In celebration of the upcoming anthology that Nico’s co-editing – The Audacity of Post-Racism – I’d like to direct you to poor ol’ Chris Matthews…the MSNBC with all the right intentions…the kid who often scores one for the dodgeball team, but not without it accidentally ricocheting and hitting the cute girl in the face. In this case, the cute girl is everyone who belongs to a race.
Yikes…forgot Obama was black??? What, were you sitting there like, “What an eloquent little Welsh boy that is speaking up there!” If someone told me that something I did made them forget I was Asian…FOR A FULL HOUR!!…I’d slap them and then I’d go home and write a circa-1999 slam poem about my identity.
Chris Maaaaaaaaaathews
Nuts like some caaaaaaaaaaaashews
I want to grab a Pocky and staaaaaab you
Chocolate pundit
Chocolate pundit
Choc. O. Late. Pun. Dit.
Fortunately, he’s a talented television personality who has the platform and skills to overwrite any gaffs he might make while the camera’s rolling:
Thanks for that, Chris. For a moment there we forgot that you were a colorblind unicorn who squirted civil rights from your eyeballs.

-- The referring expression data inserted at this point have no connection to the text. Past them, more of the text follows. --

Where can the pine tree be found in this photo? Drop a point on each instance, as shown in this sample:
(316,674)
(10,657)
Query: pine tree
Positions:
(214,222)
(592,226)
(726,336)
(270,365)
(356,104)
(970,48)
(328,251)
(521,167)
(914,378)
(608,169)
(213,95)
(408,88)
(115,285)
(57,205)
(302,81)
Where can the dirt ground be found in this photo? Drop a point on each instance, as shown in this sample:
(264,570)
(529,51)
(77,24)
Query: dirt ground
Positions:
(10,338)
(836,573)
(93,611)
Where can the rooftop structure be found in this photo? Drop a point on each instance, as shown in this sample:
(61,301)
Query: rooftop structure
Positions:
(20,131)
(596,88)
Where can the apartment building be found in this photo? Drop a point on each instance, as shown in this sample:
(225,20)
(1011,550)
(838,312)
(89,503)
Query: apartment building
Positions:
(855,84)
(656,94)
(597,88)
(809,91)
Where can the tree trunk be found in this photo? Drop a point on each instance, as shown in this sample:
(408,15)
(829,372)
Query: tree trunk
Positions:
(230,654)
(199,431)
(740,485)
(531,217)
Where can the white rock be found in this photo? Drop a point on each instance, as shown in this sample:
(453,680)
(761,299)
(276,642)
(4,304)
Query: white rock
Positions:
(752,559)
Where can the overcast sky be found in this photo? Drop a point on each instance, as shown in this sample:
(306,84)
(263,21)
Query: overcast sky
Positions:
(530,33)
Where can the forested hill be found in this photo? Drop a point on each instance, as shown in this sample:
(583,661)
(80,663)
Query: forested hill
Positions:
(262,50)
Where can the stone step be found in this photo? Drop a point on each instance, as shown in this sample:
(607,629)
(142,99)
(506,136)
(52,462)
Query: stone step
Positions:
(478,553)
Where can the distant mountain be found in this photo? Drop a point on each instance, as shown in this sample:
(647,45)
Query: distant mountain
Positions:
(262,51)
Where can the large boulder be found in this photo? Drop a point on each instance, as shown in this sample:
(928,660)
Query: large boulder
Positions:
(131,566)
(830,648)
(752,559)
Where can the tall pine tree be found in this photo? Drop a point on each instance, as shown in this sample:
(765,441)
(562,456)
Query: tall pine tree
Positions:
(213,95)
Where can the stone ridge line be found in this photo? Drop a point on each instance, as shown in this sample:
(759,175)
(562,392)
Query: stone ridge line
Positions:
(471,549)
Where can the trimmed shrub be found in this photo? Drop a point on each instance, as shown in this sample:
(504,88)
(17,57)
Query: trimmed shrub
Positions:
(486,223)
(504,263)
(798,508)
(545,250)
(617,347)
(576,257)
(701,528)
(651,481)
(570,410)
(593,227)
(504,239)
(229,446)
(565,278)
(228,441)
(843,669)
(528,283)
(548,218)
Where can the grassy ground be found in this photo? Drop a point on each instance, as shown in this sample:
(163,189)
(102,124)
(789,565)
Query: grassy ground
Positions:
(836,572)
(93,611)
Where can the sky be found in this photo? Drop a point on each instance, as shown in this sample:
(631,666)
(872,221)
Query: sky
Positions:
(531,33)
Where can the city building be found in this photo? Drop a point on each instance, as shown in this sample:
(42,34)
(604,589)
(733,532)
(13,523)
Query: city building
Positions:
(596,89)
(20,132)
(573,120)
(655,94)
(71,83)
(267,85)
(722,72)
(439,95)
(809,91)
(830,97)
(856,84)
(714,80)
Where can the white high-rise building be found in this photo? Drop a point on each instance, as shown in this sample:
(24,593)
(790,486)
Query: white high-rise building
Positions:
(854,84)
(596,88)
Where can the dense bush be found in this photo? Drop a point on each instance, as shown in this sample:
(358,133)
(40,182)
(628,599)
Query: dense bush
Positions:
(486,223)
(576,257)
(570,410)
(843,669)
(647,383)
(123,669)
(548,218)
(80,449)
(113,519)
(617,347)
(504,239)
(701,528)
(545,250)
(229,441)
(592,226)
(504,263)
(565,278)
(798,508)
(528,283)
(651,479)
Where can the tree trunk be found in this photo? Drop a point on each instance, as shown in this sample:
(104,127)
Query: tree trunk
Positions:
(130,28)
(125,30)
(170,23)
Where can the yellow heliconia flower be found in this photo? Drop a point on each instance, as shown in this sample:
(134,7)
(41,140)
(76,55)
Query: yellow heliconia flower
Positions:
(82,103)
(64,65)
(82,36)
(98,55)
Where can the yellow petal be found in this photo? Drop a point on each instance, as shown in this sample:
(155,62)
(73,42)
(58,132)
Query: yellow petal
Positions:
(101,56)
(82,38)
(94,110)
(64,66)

“Alas, grayscale Malcolm and Yuri reunited in my retinas!” – Chris Matthews
Our good friend Adam Mansbach has been a key facilitator in conversations with race, hip-hop, and white privilege with his acclaimed books Angry Black White Boy and The End of the Jews, and is also the editor-in-chief of the upcoming book of essays The Audacity of Post-Racism, which Nico’s also an editor for! (in the sociopolitical literature arena, having Adam as the editor-in-chief is as big as having Diddy as your executive producer, except instead of adlibs you get grammar checks)
Adam gives a sneak peek of what’s to come with his article of the same name, where he explores the concept of the “post-racism” society that some have assumed that we are a part of with the election of Barack Obama, and dissects the weight behind Barack’s speech “Toward a More Perfect Union” as well as black and Jewish relations in America.
The soft-focus abstraction of racial realities goes beyond Obama’s speech. It has been a hallmark of the entire presidential campaign, with its musings on whether Obama is too black, black enough, or ‘post-race.’ Naturally, one must be black to be ‘post-race,’ for the same reason that no one thought to ask whether Hillary Clinton or Mitt Romney was too white or not white enough. The purpose of abstracting race is to obscure racism, to elide the fact that a black person is never so lacking in blackness – culturally, personally, politically, or by any other standard – to find himself exempt from discrimination.